Femmes autochtones - Une commission d'enquête nationale sur les femmes autochtones disparues est demandée

Les chefs autochtones du Manitoba et la députée fédérale de Churchill et porte-parole de la condition féminine du NPD, Niki Ashton, ont réclamé vendredi à Winnipeg une commission d'enquête nationale sur les femmes autochtones assassinées et portées disparues.

Le grand chef des Premières Nations du Nord du Manitoba (MKO), David Harper, affirme que les meurtres de trois femmes autochtones survenus à Winnipeg prouvent clairement que l'approche actuelle du gouvernement ne fonctionne pas.

David Harper a indiqué qu'une enquête était nécessaire pour tenter de découvrir pourquoi les femmes autochtones étaient aussi souvent victimes de violence.

Il souhaite également qu'elle se penche sur des problématiques sous-jacentes comme la pauvreté.

D'après les chefs, près de 600 femmes autochtones sont portées disparues au Canada, dont 80 au Manitoba.

De son côté, Niki Ashton a soutenu que le gouvernement ne pouvait continuer à ignorer ce qu'elle qualifie d'épidémie.

Ultimatum lancé

Les chefs autochtones et Niki Ashton enverront une lettre au bureau du premier ministre Harper qui réclamera une réponse d'ici le 10 juillet sans quoi « un mouvement national » sera enclenché pour exiger une telle enquête

Ottawa a déjà rejeté les appels à la mise sur pied d'une enquête.

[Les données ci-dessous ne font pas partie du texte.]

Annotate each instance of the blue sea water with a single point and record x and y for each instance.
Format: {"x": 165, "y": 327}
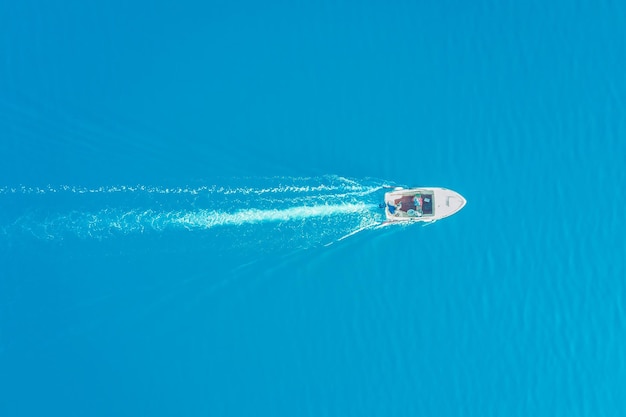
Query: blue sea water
{"x": 189, "y": 193}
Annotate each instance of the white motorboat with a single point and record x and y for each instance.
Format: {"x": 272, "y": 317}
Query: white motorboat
{"x": 423, "y": 204}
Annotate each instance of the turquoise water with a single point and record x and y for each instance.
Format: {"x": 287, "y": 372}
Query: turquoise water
{"x": 189, "y": 194}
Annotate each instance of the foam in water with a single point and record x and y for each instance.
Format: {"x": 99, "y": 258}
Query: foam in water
{"x": 307, "y": 210}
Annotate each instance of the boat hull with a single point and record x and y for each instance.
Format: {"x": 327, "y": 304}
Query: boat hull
{"x": 422, "y": 204}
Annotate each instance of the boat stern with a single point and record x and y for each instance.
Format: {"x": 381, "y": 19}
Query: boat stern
{"x": 447, "y": 202}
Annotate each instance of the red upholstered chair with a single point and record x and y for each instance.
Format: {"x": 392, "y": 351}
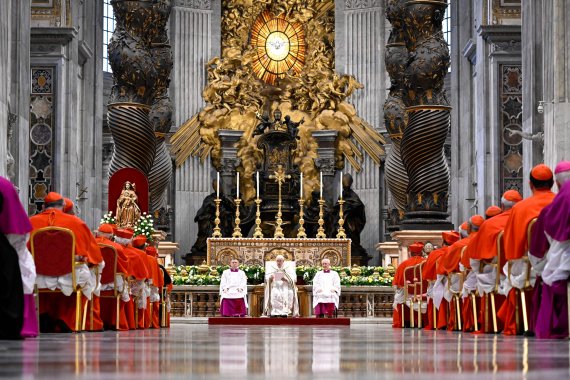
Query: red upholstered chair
{"x": 420, "y": 291}
{"x": 409, "y": 291}
{"x": 527, "y": 286}
{"x": 164, "y": 299}
{"x": 109, "y": 276}
{"x": 53, "y": 249}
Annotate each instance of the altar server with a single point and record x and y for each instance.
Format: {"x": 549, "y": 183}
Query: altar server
{"x": 280, "y": 290}
{"x": 326, "y": 291}
{"x": 233, "y": 291}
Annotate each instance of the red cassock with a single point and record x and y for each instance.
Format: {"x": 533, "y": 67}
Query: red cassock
{"x": 516, "y": 245}
{"x": 57, "y": 305}
{"x": 429, "y": 274}
{"x": 108, "y": 305}
{"x": 399, "y": 281}
{"x": 483, "y": 247}
{"x": 449, "y": 263}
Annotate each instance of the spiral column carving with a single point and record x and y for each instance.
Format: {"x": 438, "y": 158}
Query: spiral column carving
{"x": 395, "y": 117}
{"x": 428, "y": 115}
{"x": 139, "y": 109}
{"x": 161, "y": 109}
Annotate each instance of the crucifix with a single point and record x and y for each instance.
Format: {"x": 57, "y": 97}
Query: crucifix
{"x": 279, "y": 176}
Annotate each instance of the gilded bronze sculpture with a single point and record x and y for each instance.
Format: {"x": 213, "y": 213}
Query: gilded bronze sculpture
{"x": 128, "y": 211}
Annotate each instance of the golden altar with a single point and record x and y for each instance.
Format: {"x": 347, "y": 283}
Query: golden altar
{"x": 251, "y": 251}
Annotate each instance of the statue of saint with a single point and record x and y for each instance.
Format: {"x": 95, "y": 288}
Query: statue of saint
{"x": 128, "y": 211}
{"x": 292, "y": 127}
{"x": 354, "y": 218}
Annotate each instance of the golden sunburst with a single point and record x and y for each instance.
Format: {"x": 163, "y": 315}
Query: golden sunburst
{"x": 280, "y": 47}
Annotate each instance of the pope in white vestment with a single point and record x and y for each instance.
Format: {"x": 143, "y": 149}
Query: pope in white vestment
{"x": 280, "y": 290}
{"x": 233, "y": 291}
{"x": 326, "y": 291}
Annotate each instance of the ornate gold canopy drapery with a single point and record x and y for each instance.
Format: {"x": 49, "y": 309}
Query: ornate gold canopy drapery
{"x": 277, "y": 55}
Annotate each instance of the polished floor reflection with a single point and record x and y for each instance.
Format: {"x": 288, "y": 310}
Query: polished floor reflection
{"x": 360, "y": 351}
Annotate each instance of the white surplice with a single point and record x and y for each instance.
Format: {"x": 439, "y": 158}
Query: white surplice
{"x": 280, "y": 295}
{"x": 326, "y": 288}
{"x": 233, "y": 285}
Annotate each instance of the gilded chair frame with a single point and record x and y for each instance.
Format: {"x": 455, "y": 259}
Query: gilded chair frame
{"x": 77, "y": 290}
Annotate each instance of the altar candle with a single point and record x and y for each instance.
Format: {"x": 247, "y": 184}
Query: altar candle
{"x": 257, "y": 193}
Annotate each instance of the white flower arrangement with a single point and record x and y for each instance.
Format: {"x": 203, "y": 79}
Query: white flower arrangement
{"x": 108, "y": 218}
{"x": 145, "y": 226}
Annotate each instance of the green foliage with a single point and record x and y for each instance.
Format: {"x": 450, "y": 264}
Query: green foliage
{"x": 189, "y": 275}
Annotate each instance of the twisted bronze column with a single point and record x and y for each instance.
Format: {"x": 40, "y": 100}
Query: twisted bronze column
{"x": 395, "y": 117}
{"x": 161, "y": 110}
{"x": 134, "y": 77}
{"x": 428, "y": 115}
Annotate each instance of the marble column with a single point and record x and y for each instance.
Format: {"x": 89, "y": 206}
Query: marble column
{"x": 360, "y": 32}
{"x": 553, "y": 31}
{"x": 195, "y": 38}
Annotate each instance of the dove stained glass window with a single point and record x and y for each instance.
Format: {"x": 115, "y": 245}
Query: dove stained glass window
{"x": 279, "y": 46}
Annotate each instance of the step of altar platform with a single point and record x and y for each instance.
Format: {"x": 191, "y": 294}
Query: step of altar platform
{"x": 264, "y": 321}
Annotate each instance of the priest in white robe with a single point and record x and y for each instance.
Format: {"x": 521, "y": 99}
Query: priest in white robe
{"x": 233, "y": 291}
{"x": 326, "y": 291}
{"x": 280, "y": 289}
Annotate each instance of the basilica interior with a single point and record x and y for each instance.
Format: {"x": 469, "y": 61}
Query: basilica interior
{"x": 310, "y": 129}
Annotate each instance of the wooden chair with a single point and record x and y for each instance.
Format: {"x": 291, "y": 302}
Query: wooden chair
{"x": 53, "y": 249}
{"x": 109, "y": 276}
{"x": 420, "y": 290}
{"x": 491, "y": 296}
{"x": 457, "y": 293}
{"x": 409, "y": 290}
{"x": 526, "y": 285}
{"x": 164, "y": 296}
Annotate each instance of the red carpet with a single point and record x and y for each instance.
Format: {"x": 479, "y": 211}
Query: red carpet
{"x": 279, "y": 321}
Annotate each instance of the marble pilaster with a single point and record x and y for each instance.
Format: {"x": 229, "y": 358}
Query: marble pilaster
{"x": 195, "y": 38}
{"x": 360, "y": 40}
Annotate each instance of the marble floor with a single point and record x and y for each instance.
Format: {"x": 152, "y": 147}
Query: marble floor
{"x": 358, "y": 352}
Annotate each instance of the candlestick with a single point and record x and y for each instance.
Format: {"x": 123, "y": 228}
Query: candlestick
{"x": 237, "y": 229}
{"x": 217, "y": 231}
{"x": 321, "y": 231}
{"x": 301, "y": 232}
{"x": 341, "y": 234}
{"x": 258, "y": 234}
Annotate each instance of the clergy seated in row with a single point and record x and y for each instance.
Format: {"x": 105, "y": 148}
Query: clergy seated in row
{"x": 326, "y": 291}
{"x": 108, "y": 305}
{"x": 429, "y": 274}
{"x": 280, "y": 289}
{"x": 549, "y": 253}
{"x": 139, "y": 272}
{"x": 233, "y": 291}
{"x": 401, "y": 313}
{"x": 483, "y": 252}
{"x": 516, "y": 246}
{"x": 57, "y": 310}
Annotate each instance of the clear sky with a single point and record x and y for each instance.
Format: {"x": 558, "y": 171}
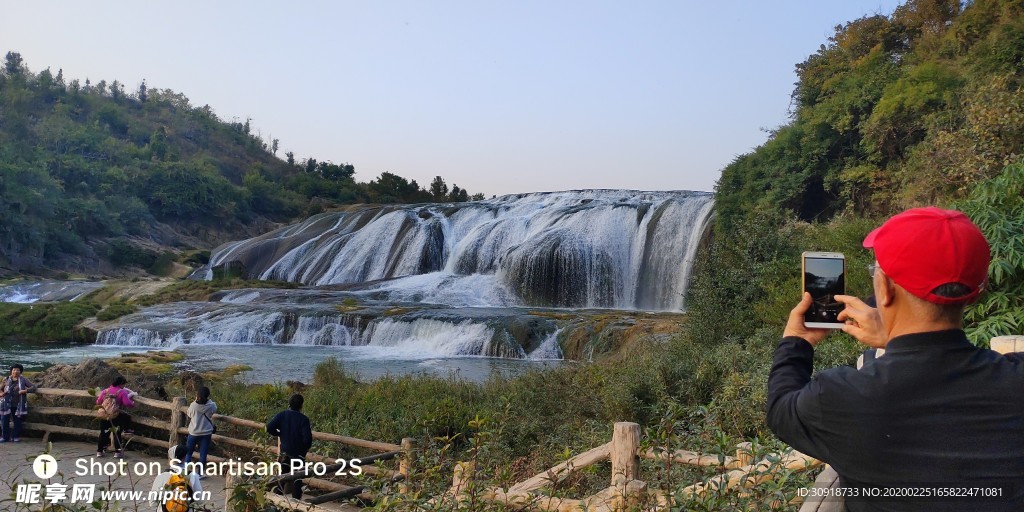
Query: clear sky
{"x": 497, "y": 97}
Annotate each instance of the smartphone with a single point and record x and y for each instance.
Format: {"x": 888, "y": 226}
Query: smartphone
{"x": 824, "y": 278}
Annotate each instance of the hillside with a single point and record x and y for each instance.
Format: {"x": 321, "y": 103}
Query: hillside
{"x": 893, "y": 112}
{"x": 97, "y": 179}
{"x": 924, "y": 107}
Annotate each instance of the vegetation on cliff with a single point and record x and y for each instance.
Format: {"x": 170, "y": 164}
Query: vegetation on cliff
{"x": 92, "y": 173}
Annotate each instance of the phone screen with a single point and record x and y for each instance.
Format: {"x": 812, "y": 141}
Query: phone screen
{"x": 824, "y": 279}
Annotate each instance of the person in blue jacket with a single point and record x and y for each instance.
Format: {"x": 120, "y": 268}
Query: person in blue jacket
{"x": 295, "y": 436}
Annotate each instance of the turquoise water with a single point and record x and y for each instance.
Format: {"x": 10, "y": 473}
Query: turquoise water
{"x": 281, "y": 363}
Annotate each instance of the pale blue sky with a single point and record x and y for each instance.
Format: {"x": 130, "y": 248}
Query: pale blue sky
{"x": 498, "y": 97}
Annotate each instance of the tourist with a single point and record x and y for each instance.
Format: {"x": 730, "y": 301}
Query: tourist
{"x": 201, "y": 427}
{"x": 933, "y": 413}
{"x": 114, "y": 419}
{"x": 295, "y": 436}
{"x": 14, "y": 402}
{"x": 176, "y": 486}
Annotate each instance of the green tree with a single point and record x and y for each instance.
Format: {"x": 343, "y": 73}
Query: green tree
{"x": 438, "y": 188}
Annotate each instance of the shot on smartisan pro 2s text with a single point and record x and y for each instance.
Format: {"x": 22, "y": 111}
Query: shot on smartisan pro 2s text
{"x": 824, "y": 278}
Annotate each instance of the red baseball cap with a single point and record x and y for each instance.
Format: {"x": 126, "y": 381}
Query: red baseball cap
{"x": 925, "y": 248}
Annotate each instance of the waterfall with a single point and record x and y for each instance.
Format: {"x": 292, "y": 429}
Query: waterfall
{"x": 437, "y": 333}
{"x": 620, "y": 249}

Le ministre fédéral de la Sécurité publique, Vic Toews, croit qu'une telle idée est prématurée et argue que que la solution réside par le durcissement des peines.

Femmes disparues à Winnipeg

Dimanche dernier, la police a accusé Shawn Lamb pour les meurtres non prémédités de Carolyn Sinclair, Tanya Nepinak et Lorna Blacksmith, trois femmes autochtones.

La police de Winnipeg continue de chercher vendredi le corps de Tanya Nepinak.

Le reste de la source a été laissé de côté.